It is the Dalai Lama’s birthday today and he addresses the world, urging us towards inner peace and tranquility. A month and a half ago, we were in McLeod Ganj at his abode. The drives and views were glorious, the weather perfect, the food delectable, but what really put this place in perspective for me was the little museum inside the temple complex that told the story of Tibet.
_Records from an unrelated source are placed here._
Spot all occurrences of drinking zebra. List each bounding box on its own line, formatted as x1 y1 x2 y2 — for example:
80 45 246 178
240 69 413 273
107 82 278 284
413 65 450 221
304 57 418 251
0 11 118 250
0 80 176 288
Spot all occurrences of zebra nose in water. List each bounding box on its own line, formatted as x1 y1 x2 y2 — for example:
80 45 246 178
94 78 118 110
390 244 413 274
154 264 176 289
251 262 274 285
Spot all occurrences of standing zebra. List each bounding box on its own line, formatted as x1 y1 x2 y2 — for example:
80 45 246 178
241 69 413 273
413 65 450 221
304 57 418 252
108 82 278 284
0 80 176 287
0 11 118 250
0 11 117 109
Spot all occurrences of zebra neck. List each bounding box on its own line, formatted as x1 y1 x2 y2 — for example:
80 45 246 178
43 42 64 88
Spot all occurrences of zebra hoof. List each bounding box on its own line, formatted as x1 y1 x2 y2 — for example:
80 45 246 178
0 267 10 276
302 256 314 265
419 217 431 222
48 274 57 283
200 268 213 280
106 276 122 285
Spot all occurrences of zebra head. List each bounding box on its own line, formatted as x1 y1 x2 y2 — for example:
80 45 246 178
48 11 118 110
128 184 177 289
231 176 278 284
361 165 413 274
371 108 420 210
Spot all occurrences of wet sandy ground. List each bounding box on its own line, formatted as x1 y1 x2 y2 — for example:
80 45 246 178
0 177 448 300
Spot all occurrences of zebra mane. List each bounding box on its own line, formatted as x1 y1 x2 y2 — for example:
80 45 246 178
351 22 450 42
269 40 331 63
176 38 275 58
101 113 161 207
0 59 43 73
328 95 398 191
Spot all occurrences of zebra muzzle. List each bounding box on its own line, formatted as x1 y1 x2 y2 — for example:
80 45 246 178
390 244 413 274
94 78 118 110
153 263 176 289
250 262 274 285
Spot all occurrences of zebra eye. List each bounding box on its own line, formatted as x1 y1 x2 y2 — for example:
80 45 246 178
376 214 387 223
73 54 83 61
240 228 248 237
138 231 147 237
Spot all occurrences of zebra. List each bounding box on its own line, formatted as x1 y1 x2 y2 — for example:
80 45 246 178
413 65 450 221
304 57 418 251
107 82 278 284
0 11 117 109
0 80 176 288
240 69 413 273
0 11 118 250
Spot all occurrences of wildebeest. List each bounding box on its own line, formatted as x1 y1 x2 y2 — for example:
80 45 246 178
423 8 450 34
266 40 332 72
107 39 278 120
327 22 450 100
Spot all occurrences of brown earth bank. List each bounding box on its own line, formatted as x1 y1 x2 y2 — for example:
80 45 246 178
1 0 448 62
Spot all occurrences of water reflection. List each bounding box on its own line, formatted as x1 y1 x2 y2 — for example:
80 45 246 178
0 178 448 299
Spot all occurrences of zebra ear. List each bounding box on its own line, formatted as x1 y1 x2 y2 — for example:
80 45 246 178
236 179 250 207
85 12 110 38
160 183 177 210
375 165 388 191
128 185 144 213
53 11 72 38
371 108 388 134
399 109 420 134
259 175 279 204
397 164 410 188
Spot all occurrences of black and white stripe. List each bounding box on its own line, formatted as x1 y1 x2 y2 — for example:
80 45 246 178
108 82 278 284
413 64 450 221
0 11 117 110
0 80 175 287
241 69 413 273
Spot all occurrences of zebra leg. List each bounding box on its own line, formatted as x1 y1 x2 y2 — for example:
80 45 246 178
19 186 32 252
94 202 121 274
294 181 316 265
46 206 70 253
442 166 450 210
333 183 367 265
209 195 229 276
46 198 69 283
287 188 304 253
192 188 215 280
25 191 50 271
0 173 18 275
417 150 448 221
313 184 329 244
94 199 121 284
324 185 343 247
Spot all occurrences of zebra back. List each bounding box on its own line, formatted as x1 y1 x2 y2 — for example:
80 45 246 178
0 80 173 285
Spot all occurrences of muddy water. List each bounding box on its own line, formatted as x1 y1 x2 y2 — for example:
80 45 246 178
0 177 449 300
We were stepping into the museum after seeing the temple, where we had been entranced by monks practicing their rituals and had soaked in the curiously informal yet deeply spiritual, traditional yet uniquely modern feel of the temple. Beautifully curated, the exhibits told the story of the expropriation of Tibet by China, a story of war and a searingly painful loss of religion, culture and identity. The countless lives lost, the homes abandoned, the livelihoods destroyed were one part of the picture, but what came through was the poignant and enduring sense of betrayal, loss, deep sadness.
Udai read every word on display, peered into every single photograph. Aadyaa too sensed our mood from the stillness in the air and asked to be informed. Panel by panel, we went through the story of Tibet’s transformation from an independent State with a very distinct blend of cultural and religious identities to its present amalgamation with China. New concepts like self-immolation caused my children to widen their eyes with wonder and curiosity.
Udai compared the Tibetan story to the hacking off of Hindu sculptures by Portuguese colonizers at Elephanta Caves outside Mumbai, where we had been, fortuitously, just a week ago. It’s the same thing, he said. Someone comes and does not respect what they see. They are stronger, so they destroy it, without thinking.
Not just respect, I gently added, but also inability to tolerate. And a need to destroy what exists to exhibit power, establish supremacy, quell rebellion.
Why, he asked? Why did the Portuguese want Elephanta, why do the Chinese want Tibet so much that they would do this?
Land, mineral wealth, natural resources like water, basically wealth. It is not just foreigners who do this to someone. In our own country, many tribal areas are being destroyed to mine minerals by our own countrymen, because we need those minerals to feed our factories, make machines and products that we now use. I saw a deep sadness in Udai’s eyes and I knew that, at some level despite the complexity, I had been able to get through to him.
I have been wanting to write about my feelings ever since we returned from Dharamsala, the seat of the Tibetan Government in Exile. It cut me deep, the story of these self-respecting, proud, stoic people. Everywhere you walked, they sat selling goods that tourists would like- jewelry, curios, umbrellas, hats. As they sat, many of them continued to work with their hands, sewing and knitting and creating macrame wrist bands too. Some were happy to talk, albeit with a reserve and hint of suspicion; others refused to even get pictures taken, especially the old men. Monasteries and workshops, NGOs galore, all trying to rehabilitate a broken people. How resilient they are, I kept thinking. To lose everything and then pick up the pieces is a truly remarkable thing.
We missed hearing the Dalai Lama speak, but the spirit of the Tibetan leader left its mark on me. Many years ago, when Rahul used to fly the Dalai Lama often, I had had the opportunity to meet him and hear him speak at a private audience. I had little background then, of what had transpired in Tibet, but hearing the stories of his escape from Tibet had sent shivers down my spine. Now perhaps, I understand a bit more of this fascinating maze of events. I have no answers, no one does. Nor do I know enough to have convictions. I am hesitant to paint people, nations, ideologies in black and white.
But in everything around me now- in the lessons we derive from Uttarakhand’s tragic flash floods, in the debate around Maoist rebellion in states like Jharkhand and Chhattisgarh, in stories of college students not being allowed to practice street theatre at Connaught Place’s central lawns, I see a stark mismatch between what is real and what we want to believe. I see a desperate need to slow down, to truly evaluate before we take steps forward, to be inclusive in how we build our community, our city, our nation. Above all, I feel a need to be calm, patient, and ways to control anger and despair and turn these into positive forces. The way I interpret it, this is what the Dalai Lama teaches us. I hope more of us are willing to step off the speeding train hurtling towards we-don’t-know-where, and listen!